Cluster Operator Duration Analysis

Overview

The cluster operator duration analysis feature uses cluster_prof_info_analysis.py to collect and display statistics for the top N operators in cluster scenarios. It identifies operators with the fastest, slowest, and average duration, as well as the highest variance, on each rank based on the op_summary information of the multi-rank profile data.

Currently, operator information for multiple ranks can be obtained only by viewing the profile data of each rank individually. Compute performance differences between operators across different ranks cannot be compared directly.

Preparations

Environment Setup

Copy cluster_prof_info_analysis.py to a directory and install the required Python libraries.

pip install pandas
pip install plotly

Data Preparation

Copy the profile data of all nodes to an environment. The profile data must be placed under node* directories. For example, in a cluster scenario with 2 nodes and 16 ranks, where each node has 8 ranks, copy the profile data to a directory structure as follows:

├── node0             # It can be node0 or node0_xxx, indicating a node.
│   ├── PROF_XXXXX    # Profile data of a single rank. msProf profile data parsing must be completed.
│       ├── SUMMARY
│           ├── op_summary_XX.csv
|   ......               # Aggregated profile data of all eight ranks under the node
├── node1             # It can be node1 or node1_xxx, indicating a node.
│   ├── PROF_XXXXX    # Profile data of a single rank.
│       ├── SUMMARY
│           ├── op_summary_XX.csv   # op_summary table used for parsing.
|   ......             

Cluster Operator Duration Analysis

Function

Collects and displays statistics for the top N operators with the fastest, slowest, and average duration, as well as the highest variance, on each rank.

Precautions

None

Syntax

python3 cluster_prof_info_analysis.py -d <data_path> -t <type> [-n <top_n>]

Command-line Options

Option Mandatory (Yes/No) Description
-d Yes Specifies the profile data directory for cluster scenarios. Enter the parent directory of the node* directories.
• If op_summary does not exist in some directories, no information is displayed and no error is reported.
• If no op_summary data exists in the specified directory, an error is reported indicating that the data files cannot be found.
• If data in the op_summary column of a file is incorrect or cannot be read, the specific faulty file is identified.
-t Yes Specifies the output file type for the analysis results. The values can be: html (default), csv, or all.
If the configuration is incorrect, an error message is displayed along with the correct configuration format.
-n No (HTML only) Specifies the number of top N (default: 10) operators to be displayed based on average duration. Values exceeding 30 may increase processing time.
• The value must be greater than 0. If a value less than or equal to 0 is entered, data for only one operator is exported by default.
• If the value specified exceeds the total number of operators, the total number of operators is used.

Example

python3 cluster_prof_info_analysis.py –d ./cluster_data -t csv -n 5

Output File Description

cluster_op_time_analysis.csv

Classifies operators by op_name, input_shape, input_size, and output_shape. Statistics, such as the maximum, minimum, variance, average, and range of the duration, are collected and displayed for each operator category across different ranks and nodes.

xxx_info.html

HTML files for various features (time and ratio), displaying the box plots of the top N operators.

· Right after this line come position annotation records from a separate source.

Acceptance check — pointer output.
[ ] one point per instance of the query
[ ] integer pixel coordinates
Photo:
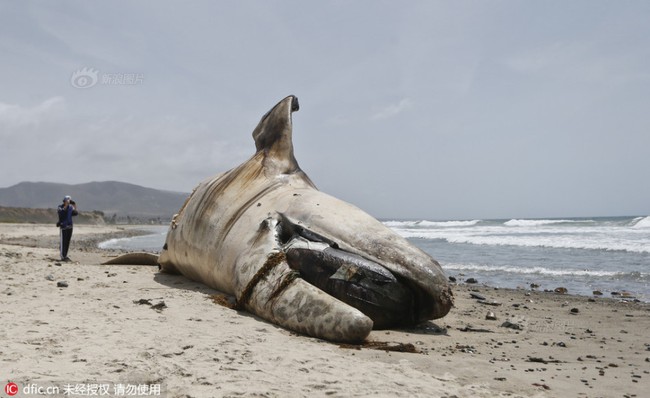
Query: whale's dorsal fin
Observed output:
(273, 136)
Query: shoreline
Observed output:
(94, 330)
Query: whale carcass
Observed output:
(296, 256)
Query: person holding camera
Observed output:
(66, 211)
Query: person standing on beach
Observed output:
(66, 210)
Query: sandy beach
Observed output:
(80, 328)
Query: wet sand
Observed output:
(81, 324)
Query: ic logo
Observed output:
(11, 389)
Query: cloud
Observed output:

time and ratio indicate the duration and proportion fields in the performance metrics of AI Core and AI Vector Core operators.

The execution duration and proportion of top N operators are displayed as box plots in the HTML file.

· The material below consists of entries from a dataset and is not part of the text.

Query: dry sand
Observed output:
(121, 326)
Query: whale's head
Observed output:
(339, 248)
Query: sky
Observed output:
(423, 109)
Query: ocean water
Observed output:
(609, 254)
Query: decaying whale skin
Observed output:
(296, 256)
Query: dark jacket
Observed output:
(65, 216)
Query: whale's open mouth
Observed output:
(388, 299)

One coordinate system is generated for each of the top N operators. Each system represents one operator feature. Coordinates are sorted from left to right and then downward based on the average value of total_time.

  • Horizontal coordinate: node_device represents the specific rank on a node, sorted in ascending order.
  • Vertical coordinate: indicates the duration.
  • Coordinate name: displayed below the coordinate system in the format of op_name-input_shape.